NEW YORK (Reuters) - MGM Resorts International on Wednesday announced a plan for the initial public offering of its Macau casino joint venture in which the company would be the majority owner, sending its shares up more than 8 percent.
Under the agreement, Pansy Ho, the daughter of Macau gambling tycoon Stanley Ho, would receive a 29 percent stake in the company, MGM China Holdings Ltd, which has been created as a listing vehicle for the IPO. MGM Resorts would hold 51 percent and the public would receive 20 percent.
“The market likes it,” said Telsey Advisory Group analyst Chris Jones. “Macau is very strong, and it will now be a more meaningful contributor to MGM’s results.”
The Ho family managed to complete the deal despite a highly public spat between father and daughter over the distribution of his assets.
The company plans for MGM China to be listed on the Hong Kong Stock Exchange.
Surging demand from the hordes of Chinese gamblers that flock to play in Macau -- the only place in China where gambling is legal -- has sustained double-digit growth in the world’s largest gambling market.
With that success has come increased official scrutiny of Macau.

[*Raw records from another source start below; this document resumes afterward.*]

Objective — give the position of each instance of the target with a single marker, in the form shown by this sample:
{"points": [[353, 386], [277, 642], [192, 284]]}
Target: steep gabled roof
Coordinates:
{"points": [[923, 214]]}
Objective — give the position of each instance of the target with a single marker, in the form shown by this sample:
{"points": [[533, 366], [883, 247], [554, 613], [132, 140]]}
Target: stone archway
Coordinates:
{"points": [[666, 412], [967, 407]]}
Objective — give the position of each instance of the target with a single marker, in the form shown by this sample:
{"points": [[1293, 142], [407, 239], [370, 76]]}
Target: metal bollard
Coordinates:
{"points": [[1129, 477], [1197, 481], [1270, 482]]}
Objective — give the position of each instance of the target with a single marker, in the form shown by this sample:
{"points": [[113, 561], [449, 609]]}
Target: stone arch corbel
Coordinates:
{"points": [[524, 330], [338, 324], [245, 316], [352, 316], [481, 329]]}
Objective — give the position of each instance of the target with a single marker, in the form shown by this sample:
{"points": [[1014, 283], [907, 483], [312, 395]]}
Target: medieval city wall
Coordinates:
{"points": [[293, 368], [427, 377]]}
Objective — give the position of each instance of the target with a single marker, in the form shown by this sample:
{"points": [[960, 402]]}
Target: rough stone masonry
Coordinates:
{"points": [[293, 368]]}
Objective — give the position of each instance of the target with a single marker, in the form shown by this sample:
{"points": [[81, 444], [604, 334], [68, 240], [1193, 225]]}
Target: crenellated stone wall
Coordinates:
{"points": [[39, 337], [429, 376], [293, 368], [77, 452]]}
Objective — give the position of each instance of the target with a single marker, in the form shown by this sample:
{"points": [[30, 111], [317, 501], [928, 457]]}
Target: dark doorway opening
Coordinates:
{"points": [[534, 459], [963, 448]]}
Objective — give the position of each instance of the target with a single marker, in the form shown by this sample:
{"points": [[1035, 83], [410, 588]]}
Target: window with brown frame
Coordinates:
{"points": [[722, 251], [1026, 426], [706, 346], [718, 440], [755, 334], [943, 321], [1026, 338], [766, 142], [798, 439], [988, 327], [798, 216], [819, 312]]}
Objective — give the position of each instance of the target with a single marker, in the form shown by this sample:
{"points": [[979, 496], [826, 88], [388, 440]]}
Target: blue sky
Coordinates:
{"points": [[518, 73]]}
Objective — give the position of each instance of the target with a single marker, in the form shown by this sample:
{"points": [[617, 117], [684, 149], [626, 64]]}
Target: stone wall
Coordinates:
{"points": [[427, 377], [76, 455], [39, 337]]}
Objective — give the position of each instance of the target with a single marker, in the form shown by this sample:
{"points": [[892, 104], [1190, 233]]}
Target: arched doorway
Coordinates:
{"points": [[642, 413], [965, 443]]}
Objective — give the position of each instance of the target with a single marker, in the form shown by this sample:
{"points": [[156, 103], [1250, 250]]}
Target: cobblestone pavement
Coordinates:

About a year ago, MGM said it would yield its holdings in New Jersey in response to pressure from the state’s Division of Gaming Enforcement.

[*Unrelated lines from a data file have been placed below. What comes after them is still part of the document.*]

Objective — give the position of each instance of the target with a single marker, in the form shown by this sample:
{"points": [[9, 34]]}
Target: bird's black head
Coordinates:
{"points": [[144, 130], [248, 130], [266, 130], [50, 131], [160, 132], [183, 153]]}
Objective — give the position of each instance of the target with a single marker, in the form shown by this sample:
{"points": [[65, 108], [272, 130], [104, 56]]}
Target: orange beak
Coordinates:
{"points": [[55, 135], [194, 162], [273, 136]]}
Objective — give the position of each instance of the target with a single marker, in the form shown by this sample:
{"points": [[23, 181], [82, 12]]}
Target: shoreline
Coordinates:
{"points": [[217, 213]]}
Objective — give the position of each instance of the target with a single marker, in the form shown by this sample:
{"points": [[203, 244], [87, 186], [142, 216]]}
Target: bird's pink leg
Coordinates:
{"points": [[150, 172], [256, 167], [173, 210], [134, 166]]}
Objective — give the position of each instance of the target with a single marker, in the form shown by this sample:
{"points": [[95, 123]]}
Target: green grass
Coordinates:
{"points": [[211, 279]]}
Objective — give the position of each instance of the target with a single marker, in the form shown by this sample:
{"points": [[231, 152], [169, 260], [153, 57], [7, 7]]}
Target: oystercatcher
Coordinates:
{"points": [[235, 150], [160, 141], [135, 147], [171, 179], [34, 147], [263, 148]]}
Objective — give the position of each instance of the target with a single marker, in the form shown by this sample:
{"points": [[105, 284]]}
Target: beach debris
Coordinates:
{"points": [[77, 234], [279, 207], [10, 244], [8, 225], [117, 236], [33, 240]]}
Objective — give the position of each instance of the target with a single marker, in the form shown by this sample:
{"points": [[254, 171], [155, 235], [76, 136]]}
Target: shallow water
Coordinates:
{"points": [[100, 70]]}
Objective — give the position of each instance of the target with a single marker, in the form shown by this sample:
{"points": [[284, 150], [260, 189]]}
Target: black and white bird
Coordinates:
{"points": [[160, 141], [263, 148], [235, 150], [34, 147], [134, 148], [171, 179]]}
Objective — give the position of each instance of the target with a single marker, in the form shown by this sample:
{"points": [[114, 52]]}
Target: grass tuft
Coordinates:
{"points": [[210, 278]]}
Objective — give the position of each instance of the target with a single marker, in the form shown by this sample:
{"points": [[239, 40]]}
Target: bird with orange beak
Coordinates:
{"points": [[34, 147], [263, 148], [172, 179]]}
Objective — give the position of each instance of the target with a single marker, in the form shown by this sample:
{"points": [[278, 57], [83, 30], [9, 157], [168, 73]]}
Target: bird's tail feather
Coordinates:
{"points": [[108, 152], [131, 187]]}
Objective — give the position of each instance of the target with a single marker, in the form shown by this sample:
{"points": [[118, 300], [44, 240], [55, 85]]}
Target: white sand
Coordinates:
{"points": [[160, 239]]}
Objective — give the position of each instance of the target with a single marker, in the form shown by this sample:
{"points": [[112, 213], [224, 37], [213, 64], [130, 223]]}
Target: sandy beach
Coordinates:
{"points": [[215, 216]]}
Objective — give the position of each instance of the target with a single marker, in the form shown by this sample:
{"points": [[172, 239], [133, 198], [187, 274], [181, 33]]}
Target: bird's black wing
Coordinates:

The agency declared Pansy Ho an “unsuitable” associate due to its belief that her father has links to organized crime.
After MGM buys another 1 percent of the company’s shares during the IPO, it will be able as the majority owner to include Macau’s revenue in its quarterly figures, which it was unable to do when it shared the assets 50-50 with Ho.
Net proceeds from the offering will be remitted to an entity controlled by Ho. Through an intermediary entity, she will use a portion of the proceeds to invest in MGM Resorts convertible senior notes.

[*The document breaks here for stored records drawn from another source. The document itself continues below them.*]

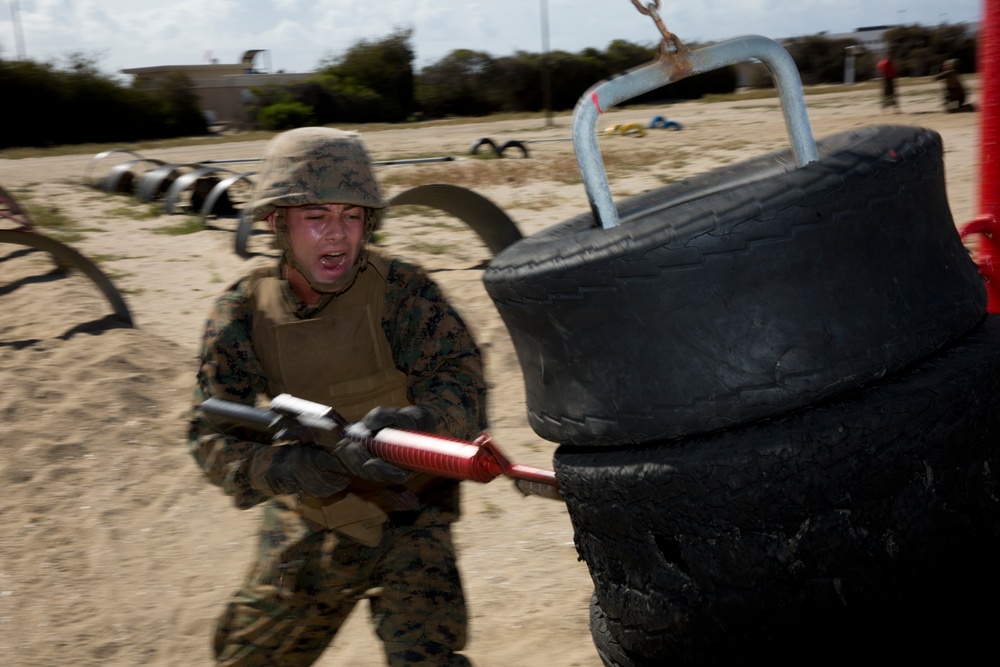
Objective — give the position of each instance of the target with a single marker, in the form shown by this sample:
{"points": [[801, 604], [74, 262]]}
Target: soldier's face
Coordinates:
{"points": [[326, 239]]}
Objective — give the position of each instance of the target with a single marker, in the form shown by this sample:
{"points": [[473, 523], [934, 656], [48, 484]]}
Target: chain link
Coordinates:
{"points": [[670, 44]]}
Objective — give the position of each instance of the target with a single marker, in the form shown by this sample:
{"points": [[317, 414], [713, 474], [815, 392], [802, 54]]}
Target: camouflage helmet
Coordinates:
{"points": [[316, 165]]}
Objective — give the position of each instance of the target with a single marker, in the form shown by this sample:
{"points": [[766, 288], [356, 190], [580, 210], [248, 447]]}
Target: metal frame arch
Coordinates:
{"points": [[220, 188], [184, 182], [113, 182], [64, 256], [97, 158], [155, 182], [11, 210]]}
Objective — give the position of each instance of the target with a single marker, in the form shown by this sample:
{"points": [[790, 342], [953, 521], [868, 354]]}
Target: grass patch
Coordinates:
{"points": [[101, 258], [186, 226], [433, 248], [137, 210]]}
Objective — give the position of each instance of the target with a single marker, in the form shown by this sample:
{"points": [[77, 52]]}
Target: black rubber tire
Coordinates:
{"points": [[514, 145], [869, 524], [741, 294], [609, 649], [244, 228], [488, 220], [484, 141]]}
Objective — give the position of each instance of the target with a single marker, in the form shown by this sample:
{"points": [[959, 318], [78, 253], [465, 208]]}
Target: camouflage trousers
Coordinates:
{"points": [[305, 583]]}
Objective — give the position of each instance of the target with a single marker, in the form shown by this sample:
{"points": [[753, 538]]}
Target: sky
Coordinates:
{"points": [[297, 35]]}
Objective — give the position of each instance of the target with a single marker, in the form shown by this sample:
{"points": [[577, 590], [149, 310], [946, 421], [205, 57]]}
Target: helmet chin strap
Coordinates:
{"points": [[342, 283]]}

That investment is also a positive for MGM, Jefferies analyst David Katz wrote in a client note, because it will generate net proceeds of $311 million for the company by the completion of the IPO, expected by June 30.
An IPO would make MGM Macau the last of Macau’s six gambling licensees to go public.
MGM could not comment further, citing Hong Kong Stock Exchange regulations governing IPO quiet periods.
MGM’s shares closed up 8.6 percent, or $1.09, to $13.70 on the New York Stock Exchange trading.